Skylark lockdown
As we face the possibility of a second lockdown, of unknown proportions and duration, I recall the first. We were self-isolating in deep country with a front-row seat on the Milky Way. Once a week I shouldered a backpack and walked to the village shop for basic provisions. The path crosses two fields, the further of which has always been a waterfall of skylark song, the notes cascading in droplets of joy on the winter cereals and the ears of passing, fearing man.
On this day of sunshine and dread the larks were up there in numbers, the music flooding stereophonically from left and right. I squinted skyward, trying to spot them, using the dimly remembered advice from my father on the Long Mynd in about 1962: ‘Skylarks sound as if they have been up there forever. But they always come down after a minute or so. You watch.’ And we kept our eyes on a vocalising speck till – ‘There it goes!’ – it dropped. I believed at the time that we made it drop by just standing there and looking.

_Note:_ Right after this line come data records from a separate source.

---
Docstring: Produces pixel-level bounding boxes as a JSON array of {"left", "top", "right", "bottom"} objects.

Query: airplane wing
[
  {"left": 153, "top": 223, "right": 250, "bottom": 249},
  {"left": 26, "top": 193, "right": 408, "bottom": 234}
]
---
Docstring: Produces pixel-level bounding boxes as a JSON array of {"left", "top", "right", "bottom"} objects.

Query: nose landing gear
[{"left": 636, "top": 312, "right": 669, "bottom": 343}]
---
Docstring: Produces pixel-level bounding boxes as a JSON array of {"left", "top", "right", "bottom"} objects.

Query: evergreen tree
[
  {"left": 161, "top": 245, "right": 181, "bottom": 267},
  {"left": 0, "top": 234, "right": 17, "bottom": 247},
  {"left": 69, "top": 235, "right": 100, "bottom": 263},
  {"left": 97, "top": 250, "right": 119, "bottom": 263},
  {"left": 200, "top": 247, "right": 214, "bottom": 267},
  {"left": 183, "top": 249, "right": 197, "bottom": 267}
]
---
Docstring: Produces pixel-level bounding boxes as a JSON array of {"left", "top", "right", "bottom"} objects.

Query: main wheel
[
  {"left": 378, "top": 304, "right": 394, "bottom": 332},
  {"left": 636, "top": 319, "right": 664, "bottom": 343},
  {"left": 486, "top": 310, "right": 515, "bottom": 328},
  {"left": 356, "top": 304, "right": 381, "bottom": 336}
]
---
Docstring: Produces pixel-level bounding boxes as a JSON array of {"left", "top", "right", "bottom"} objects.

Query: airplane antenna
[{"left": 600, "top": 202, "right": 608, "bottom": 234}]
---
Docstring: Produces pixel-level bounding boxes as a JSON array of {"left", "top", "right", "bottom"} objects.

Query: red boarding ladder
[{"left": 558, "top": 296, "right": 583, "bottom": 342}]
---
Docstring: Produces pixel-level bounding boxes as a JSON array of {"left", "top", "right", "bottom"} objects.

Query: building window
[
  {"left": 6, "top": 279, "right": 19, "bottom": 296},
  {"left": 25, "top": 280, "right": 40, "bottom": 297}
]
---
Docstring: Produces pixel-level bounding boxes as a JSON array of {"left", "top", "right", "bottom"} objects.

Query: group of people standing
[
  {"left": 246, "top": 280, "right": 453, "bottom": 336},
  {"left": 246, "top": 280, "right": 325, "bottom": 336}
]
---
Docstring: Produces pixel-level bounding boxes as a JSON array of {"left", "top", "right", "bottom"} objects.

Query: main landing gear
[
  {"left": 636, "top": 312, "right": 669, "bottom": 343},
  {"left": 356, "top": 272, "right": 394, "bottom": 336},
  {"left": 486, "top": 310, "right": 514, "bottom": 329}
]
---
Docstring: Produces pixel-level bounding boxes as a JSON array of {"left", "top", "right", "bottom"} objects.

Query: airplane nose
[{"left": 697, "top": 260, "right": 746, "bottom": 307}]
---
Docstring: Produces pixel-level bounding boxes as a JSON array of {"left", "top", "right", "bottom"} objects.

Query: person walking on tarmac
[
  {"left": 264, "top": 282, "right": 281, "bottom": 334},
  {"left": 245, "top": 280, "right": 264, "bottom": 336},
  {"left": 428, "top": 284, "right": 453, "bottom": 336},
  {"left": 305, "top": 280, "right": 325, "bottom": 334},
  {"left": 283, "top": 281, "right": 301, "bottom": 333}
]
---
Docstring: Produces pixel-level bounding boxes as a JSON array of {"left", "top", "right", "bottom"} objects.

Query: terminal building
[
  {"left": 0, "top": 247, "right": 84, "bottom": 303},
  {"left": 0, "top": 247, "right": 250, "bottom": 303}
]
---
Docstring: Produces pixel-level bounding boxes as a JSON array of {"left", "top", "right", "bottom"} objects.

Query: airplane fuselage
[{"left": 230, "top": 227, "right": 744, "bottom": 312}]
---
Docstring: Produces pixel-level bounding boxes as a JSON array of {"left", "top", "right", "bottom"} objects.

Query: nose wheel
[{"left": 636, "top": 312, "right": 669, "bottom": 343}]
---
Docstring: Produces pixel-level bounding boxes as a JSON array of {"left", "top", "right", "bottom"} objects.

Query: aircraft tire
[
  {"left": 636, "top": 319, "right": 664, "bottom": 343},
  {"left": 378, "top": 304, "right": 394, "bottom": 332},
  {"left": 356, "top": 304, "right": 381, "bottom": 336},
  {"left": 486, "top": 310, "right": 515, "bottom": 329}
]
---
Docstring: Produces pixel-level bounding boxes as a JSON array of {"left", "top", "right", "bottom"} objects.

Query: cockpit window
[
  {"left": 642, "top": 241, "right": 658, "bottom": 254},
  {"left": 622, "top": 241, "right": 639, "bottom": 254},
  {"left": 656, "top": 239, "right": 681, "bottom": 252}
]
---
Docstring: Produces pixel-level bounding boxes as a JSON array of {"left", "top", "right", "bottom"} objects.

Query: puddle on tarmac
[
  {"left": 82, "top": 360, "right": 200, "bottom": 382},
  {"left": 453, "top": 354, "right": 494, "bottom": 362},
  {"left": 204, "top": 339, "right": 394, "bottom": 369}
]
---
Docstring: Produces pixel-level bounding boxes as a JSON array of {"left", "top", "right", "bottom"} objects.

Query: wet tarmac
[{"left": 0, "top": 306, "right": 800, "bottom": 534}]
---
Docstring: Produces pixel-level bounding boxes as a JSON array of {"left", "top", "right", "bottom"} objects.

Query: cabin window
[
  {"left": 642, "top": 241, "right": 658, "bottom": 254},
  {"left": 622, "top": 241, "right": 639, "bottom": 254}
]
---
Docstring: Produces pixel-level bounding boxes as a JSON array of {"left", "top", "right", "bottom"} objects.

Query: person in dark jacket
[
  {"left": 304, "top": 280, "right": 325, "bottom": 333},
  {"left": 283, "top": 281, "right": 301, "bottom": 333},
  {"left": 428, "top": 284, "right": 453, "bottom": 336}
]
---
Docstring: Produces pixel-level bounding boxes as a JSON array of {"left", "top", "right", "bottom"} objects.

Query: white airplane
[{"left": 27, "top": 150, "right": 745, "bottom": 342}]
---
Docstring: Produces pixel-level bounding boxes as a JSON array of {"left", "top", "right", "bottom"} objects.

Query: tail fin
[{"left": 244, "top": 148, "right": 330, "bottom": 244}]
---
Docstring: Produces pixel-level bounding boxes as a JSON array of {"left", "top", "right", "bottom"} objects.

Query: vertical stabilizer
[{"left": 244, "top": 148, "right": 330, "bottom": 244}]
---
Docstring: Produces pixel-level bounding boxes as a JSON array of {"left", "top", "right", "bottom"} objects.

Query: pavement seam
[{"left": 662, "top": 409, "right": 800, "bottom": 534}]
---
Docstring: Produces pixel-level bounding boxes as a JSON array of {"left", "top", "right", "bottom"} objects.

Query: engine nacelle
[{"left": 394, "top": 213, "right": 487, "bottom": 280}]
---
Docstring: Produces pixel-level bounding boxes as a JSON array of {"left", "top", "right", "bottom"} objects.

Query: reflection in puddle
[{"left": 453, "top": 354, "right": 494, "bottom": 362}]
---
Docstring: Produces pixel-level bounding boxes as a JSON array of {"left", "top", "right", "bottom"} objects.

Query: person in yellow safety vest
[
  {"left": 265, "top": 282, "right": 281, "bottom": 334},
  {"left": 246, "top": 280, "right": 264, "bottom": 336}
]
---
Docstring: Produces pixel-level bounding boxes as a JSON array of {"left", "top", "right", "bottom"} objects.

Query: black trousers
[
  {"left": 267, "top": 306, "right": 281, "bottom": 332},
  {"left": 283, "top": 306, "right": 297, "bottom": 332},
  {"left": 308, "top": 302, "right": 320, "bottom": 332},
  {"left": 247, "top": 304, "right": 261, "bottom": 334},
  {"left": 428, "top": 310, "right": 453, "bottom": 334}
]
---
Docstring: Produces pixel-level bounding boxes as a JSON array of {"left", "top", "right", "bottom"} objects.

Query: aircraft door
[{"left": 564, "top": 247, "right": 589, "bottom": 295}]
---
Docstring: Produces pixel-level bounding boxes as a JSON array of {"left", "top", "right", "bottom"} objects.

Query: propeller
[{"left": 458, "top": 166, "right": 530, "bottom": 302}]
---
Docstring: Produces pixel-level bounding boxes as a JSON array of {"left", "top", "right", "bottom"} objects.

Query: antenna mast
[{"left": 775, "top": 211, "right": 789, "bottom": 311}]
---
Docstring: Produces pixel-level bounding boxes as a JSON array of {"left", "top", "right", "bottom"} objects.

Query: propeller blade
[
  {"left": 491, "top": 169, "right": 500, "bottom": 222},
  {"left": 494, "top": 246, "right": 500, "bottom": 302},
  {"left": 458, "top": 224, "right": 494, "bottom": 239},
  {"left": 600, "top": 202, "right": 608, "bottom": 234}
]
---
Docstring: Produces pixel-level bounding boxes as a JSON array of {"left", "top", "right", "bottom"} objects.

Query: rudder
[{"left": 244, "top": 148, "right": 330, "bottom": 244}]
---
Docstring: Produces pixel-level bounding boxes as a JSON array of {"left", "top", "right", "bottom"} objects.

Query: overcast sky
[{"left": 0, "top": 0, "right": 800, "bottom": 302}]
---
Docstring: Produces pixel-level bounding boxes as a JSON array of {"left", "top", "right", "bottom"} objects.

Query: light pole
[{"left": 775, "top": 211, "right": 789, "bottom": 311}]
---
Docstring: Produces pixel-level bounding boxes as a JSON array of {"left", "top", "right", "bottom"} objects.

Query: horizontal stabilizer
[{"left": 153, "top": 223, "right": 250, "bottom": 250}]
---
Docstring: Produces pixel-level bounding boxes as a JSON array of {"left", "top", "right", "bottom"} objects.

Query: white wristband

A lifetime later, in that Hampshire sky, I spotted a lark and waited for the world to turn in its familiar way. But the lark would not do my bidding. Not this time. Think of the lark as the idea I was waiting to have that would make sense of things. I waited for the lark to land so I could grasp the idea. But it would not land. And I realised the idea had been up there all along, singing in the blue.